First, it serves as a trump card against the US Talisman Saber plan to conduct a naval blockade against China in the event of a major confrontation between the two major rivals.  The US and its allies will now think twice before launching a naval blockade of the Malacca Strait because China could easily bring its anti-ship ballistic missiles, together with China’s J-20 stealth fighter bombers, strategic bombers, air defense systems, and anti-submarine system into those artificial islands to thwart any planned blockade by US and its allies.
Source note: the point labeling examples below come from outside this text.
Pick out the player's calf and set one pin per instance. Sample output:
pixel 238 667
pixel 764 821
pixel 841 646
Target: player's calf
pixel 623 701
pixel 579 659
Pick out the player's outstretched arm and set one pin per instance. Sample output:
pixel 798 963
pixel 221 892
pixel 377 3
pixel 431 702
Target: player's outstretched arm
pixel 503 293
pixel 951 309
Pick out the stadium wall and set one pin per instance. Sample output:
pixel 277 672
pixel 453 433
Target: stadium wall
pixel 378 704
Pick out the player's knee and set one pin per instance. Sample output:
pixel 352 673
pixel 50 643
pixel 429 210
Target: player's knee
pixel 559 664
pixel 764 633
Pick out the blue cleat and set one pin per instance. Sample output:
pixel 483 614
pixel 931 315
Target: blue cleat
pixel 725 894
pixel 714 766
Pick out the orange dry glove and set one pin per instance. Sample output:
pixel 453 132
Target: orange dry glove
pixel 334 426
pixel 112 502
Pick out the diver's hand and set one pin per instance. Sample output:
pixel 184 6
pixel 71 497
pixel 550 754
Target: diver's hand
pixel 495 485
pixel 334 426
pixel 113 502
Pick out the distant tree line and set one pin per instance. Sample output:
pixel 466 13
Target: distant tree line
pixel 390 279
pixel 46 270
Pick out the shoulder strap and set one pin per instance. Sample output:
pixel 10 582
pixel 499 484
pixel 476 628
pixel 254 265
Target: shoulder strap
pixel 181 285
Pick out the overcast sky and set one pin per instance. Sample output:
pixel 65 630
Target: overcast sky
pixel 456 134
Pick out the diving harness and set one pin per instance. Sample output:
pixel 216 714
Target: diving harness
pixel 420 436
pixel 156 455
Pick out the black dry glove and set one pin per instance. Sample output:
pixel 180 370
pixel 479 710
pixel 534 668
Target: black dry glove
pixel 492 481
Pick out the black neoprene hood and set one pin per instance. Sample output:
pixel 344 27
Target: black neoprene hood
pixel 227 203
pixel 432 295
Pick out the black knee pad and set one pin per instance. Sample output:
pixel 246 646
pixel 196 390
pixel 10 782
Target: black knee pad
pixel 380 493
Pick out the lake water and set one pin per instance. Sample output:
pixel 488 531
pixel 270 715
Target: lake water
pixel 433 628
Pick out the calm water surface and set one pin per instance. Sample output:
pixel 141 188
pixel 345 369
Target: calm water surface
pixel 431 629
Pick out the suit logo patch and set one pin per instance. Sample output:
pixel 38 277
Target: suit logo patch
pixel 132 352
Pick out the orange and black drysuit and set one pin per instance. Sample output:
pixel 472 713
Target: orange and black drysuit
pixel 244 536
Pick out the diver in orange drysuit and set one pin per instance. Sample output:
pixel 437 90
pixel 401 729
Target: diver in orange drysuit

Said islands can accommodate more weapons systems than all of the US aircraft carriers (and that of its allies) combined.

Second, the artificial islands serve as a sort of guard post against US Ohio Class Nuclear Submarines using the Manila Trench as a surreptitious avenue of approach for a first nuclear strike on China’s east coast. The Manila Trench is the only deep portion in the whole of South China Sea where nuclear submarines can approach China’s east coast to conduct a nuclear first strike; wherein China will have no time to react due to the close proximity of such first strike.  China’s 1.4 billion people are concentrated mostly on China’s east coast; and China’s main industries/production facilities as well. Four US Ohio Class nuclear submarines surreptitiously approaching China’s east coast and launching a first nuclear strike can bring the whole Chinese nation and civilization to EXTINCTION in a matter of hours – if not minutes.

The two factors described above are the main reasons why China built those 7 artificial islands in the South China Sea. For China, it is a matter of SURVIVAL. When the Permanent Court of Arbitration (PCA) in the Hague came out with its decision that China’s occupation of those islands were illegal, China responded that such decision were null and void. The US even sent two aircraft carrier strike groups to implement the PCA decision; but China stood its ground and informed the US naval commander of the carrier task group that China is prepared to go to war if US touches those islands.  And for the first time in US naval history; it was forced to retreat. 

Now, there is another stand-off. Will the US dare touch the artificial islands this time around?The PLA has already intimated of what is to come if the US fires the first shot: a barrage of anti-ship ballistic missiles designed to sink the two US aircraft carrier strike groups in the area. And China now has the capability to retaliate against any nuclear strike by the US with its DF41 ICBMs; the longest-range ICBM on the planet. And the US doesn’t even know how many of these missiles China possesses as they are being manufactured inside thousands of kilometers of strategic tunnels.